I am ashamed – aghast – mortified. From the first I expected the worst and every day’s worse than expected. Parents of school shooters must feel this way, disgraced forever by their relation. Is this what my generation will be known for? That we returned the Nameless One to power and permitted him to inflame the earth to inflate his glory?

We would look away – if we could, argue our innocence – if we could, but we cannot: this is our result, our doing. One generation fled tyranny to a New World; another invented a new form of government and risked all to introduce it; another expanded it from sea to shining sea; another prevented its dismemberment; another made the world safe for democracy (or tried to); another licked the Depression; another Hitler. And we?

The televised ambush of Ukraine’s beleaguered President makes me want to… I dare not say – but you get the idea. Mine is not a different point of view, a political strategy one can debate.
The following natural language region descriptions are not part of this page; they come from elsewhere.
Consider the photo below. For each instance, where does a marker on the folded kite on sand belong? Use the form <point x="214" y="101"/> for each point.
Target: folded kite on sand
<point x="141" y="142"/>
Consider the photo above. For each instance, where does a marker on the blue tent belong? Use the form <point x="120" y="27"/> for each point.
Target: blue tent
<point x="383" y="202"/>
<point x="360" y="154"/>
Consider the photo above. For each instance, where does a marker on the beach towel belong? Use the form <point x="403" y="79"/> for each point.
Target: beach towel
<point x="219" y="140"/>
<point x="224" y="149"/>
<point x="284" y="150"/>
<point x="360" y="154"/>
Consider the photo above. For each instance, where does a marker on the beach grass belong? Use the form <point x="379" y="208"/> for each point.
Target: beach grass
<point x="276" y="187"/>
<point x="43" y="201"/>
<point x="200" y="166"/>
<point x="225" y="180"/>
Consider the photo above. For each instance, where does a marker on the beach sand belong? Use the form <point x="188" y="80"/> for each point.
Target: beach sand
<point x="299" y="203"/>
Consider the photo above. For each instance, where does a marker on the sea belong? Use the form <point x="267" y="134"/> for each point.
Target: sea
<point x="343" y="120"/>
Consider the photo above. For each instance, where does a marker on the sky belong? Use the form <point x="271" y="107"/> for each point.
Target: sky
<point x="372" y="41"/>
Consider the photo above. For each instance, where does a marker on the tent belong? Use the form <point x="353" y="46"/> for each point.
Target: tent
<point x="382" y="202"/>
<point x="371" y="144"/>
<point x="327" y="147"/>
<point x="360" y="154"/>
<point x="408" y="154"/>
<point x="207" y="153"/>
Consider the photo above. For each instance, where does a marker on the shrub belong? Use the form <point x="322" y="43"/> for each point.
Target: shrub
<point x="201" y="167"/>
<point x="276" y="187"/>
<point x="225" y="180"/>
Mine is revulsion from evil, an evil even worse than the school shooter’s, for it endangers millions, maybe billions, and upends the human experiment, perhaps forever. This administration, from first to last, is a war crime. And – to rub salt in the wound – they gloat about it. “This will make great TV,” the smug Nameless One is reported to have bragged.

Enough words – pellets potent as snowflakes! Enough tears. What is to be done? We cannot wait for an election in 2026: what guarantee one will be held, where the count is true? We surely cannot wait for 2028 to rectify our mistake. The Nameless One’s thugs know that. A project so perverse cannot long rely on popular support. They are acting fast, so must we. But what might we do, each so weak? The answer is simple: whatever we can.

When your house is burning down, you act fast, you do not pause to ponder. Do you doubt our house is burning? Inconvenience, hardship, equivocation don’t deter us when we smell the smoke. We save what we can – the baby, the dog, our photos – and consign the rest to dust. It’s a terrible shame, this fire – but death is worse.

I roar. That is my futile specialty. One voice – so what? – grumpy Gramps having a bad day. But a million voices – or a hundred million? Already the Nameless One’s flunkies are opting for secrecy, slamming the door against truth to “control the message,” but they can’t, not for long, if all risk saying what they see.

We organize. A protest of a few hundred – no big deal. Of millions? That gets attention. Something is going on – to quote Faulkner, “Get into the wagon or get out of the goddamn way!” It’s not easy admitting error – but if everyone who voted for these bozos got bamboozled, can you blame us?

We boycott. This gets tricky. The plutocrats’ tentacles are everywhere. But we can try. Hit the Nameless One’s enablers in their hearts – I mean, their wallets. I canceled my Washington Post subscription – with regret – so did 75,000 others last week – but Amazon is trickier. For all but food and frills, it’s become our store. For sure, no Teslas!

We spend money – which we’d rather keep – or spend elsewhere. How can I send money to Ukraine – I am so ashamed!

We scare the bejeezus out of our political class. To hell with moderation or excuses, fight! Fight ugly. Do or die.